Et anti-économique mais, ça, c'est une autre histoire dont j'ai déjà parlé en long en large et en travers dans ce blogue.

Que la droite conservatrice formule le politique en des termes réactionnaires, c'est légitime et opportun. La pensée conservatrice doit avoir voix au chapitre dans une société démocratique, elle doit être représentée et doit être une option pour les électeurs, pour les producteurs.

Par contre, si la gauche politique, si la gauche syndicale veulent occuper le champ politique de la gauche, il est nécessaire qu'elles cessent de formuler leur horizon politique en termes réactionnaires, faute de quoi, les électeurs et les syndicalistes de gauche demeureront orphelins de toute représentation politique.

Pour formuler la demande d'emploi en termes de gauche, en termes progressistes, c'est simple. Ce qu'on veut, derrière l'emploi, c'est la dignité du salaire du producteur et la maîtrise des outils de production, la socialisation des outils de production.

Les actionnaires ont détourné 25 milliards

Ce ne sont pas les patrons qui ont "économisé" cet argent. Ce sont les actionnaires, les propriétaires qui l'ont retiré de l'économie productive en l'amassant sur des comptes virtuels aux Caïmans ou au Luxembourg.

Les profits profitent aux profiteurs.

L'argent n'a pas été économisé, il a été perdu. Il a été perdu comme moyen de stimuler l'activité pour s'équiper d'écoles, d'universités, de crèches, de transports en commun, pour produire de manière plus écologique ou encore (par exemple) pour assurer la transition énergétique. Il a contribué à jeter dans la misère les producteurs qui auraient pu porter l'ensemble de ces ambitions.
Cet argent a surtout été perdu pour l'ensemble de l'économie comme prestations sociales, comme salaires hors emploi, comme possibilité de formes de vie sans employeur.

La ponction de 25 milliards (en France) représente plus de 1% du PIB. Comme cette ponction se reproduit chaque année et qu'elle prive de l'économie une masse monétaire perdue dans des coffres de propriétaires lucratifs insatiables, on peut parler de saignée.

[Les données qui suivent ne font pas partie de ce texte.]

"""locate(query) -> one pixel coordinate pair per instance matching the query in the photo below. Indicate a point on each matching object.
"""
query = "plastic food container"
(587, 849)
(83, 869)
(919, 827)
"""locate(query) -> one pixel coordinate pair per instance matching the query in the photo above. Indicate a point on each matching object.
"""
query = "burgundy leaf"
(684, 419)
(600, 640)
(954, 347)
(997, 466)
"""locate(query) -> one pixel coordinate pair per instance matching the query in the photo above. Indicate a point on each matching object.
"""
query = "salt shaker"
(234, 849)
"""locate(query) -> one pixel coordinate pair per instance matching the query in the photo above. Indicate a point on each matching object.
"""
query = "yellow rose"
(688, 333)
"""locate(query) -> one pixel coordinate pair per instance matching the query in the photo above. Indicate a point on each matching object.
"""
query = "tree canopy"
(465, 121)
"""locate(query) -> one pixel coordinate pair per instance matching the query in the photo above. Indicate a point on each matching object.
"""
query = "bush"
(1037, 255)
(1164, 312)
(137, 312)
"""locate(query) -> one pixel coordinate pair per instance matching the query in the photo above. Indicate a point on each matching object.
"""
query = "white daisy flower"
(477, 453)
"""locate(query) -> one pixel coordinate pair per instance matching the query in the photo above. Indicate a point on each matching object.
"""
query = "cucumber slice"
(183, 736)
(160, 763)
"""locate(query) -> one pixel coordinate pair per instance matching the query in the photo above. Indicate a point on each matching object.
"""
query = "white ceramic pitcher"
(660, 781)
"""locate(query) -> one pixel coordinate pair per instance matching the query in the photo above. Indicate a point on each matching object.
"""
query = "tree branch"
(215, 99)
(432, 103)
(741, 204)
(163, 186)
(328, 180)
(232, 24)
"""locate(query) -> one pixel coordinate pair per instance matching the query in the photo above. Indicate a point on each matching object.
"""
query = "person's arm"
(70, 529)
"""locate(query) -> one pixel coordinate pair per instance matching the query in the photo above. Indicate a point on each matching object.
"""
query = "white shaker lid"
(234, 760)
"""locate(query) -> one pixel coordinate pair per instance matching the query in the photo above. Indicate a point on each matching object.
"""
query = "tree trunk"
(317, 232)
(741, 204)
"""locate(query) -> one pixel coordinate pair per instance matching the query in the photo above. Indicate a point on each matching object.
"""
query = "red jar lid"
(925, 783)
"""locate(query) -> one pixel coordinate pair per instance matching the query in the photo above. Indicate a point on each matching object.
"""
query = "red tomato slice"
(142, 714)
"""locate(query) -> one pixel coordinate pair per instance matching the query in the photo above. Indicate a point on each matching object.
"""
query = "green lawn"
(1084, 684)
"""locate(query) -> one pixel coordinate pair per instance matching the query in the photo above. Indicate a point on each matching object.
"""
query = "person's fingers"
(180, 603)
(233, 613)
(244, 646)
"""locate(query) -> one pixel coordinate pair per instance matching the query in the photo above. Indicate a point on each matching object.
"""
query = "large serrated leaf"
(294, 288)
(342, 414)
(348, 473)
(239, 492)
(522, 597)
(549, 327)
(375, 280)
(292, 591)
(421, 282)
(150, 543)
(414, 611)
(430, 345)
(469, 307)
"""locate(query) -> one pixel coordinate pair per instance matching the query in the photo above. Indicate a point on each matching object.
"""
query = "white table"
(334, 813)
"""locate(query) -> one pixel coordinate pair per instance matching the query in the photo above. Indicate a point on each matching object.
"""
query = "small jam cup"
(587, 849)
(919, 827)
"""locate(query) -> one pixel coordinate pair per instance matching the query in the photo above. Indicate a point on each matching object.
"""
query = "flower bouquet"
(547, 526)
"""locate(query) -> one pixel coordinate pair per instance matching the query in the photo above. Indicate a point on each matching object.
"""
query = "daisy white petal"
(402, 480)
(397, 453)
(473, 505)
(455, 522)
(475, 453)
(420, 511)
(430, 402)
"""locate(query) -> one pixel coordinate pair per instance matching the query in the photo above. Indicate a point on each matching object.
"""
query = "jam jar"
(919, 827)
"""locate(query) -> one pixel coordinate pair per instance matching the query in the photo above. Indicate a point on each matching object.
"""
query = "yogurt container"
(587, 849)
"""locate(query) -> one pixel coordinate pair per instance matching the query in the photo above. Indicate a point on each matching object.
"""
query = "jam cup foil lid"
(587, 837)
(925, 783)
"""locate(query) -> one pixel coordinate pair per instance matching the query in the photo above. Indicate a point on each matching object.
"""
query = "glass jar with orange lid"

Mais sous la houlette des Macrons, les employeurs et leurs actionnaires vont encore proliférer au nom de ... l'emploi et au détriment de l'économie, des salaires hors emploi.

Voir l'article de Challenge

Extrait
Les exonérations de cotisations de sécurité sociale ont représenté 27,6 milliards d'euros en 2012 (-2,2% par rapport à 2011), dont 25,6 milliards de cotisations patronales, selon les chiffres publiés vendredi 6 décembre par l'Acoss, la caisse nationale des Urssaf.
Ces exonérations, qui représentent 8,9% du total des cotisations dues aux Urssaf, sont notamment destinées à baisser le coût du travail pour les employeurs. L'Etat compense ce manque à gagner pour la sécurité sociale à hauteur de 90%.
En 2012, le montant global des exonérations est de nouveau en diminution (-2,2%), après une baisse de 5,7% l'année précédente.
Les allègements généraux sur les bas et moyens salaires (inférieurs à 1,6 Smic), mis en place à partir de 1993, représentent 80% de l'ensemble des exonérations. Ils sont en baisse en 2012 (-2,3%), sous l'effet notamment de la modification de la législation relative aux heures supplémentaires.

5% de la masse salariale dans le privé

Dans le secteur privé, les exonérations de cotisations représentent 5% de la masse salariale.
Parallèlement, les Urssaf ont encaissé l'année dernière un total de 316,5 milliards d'euros, un chiffre en hausse de 4% par rapport à 2011.
Cette progression fait suite à une augmentation exceptionnelle de 14,3% en 2011, liée notamment au transfert aux Urssaf du recouvrement des contributions d'assurance chômage et de la cotisation au régime de garantie des salaires.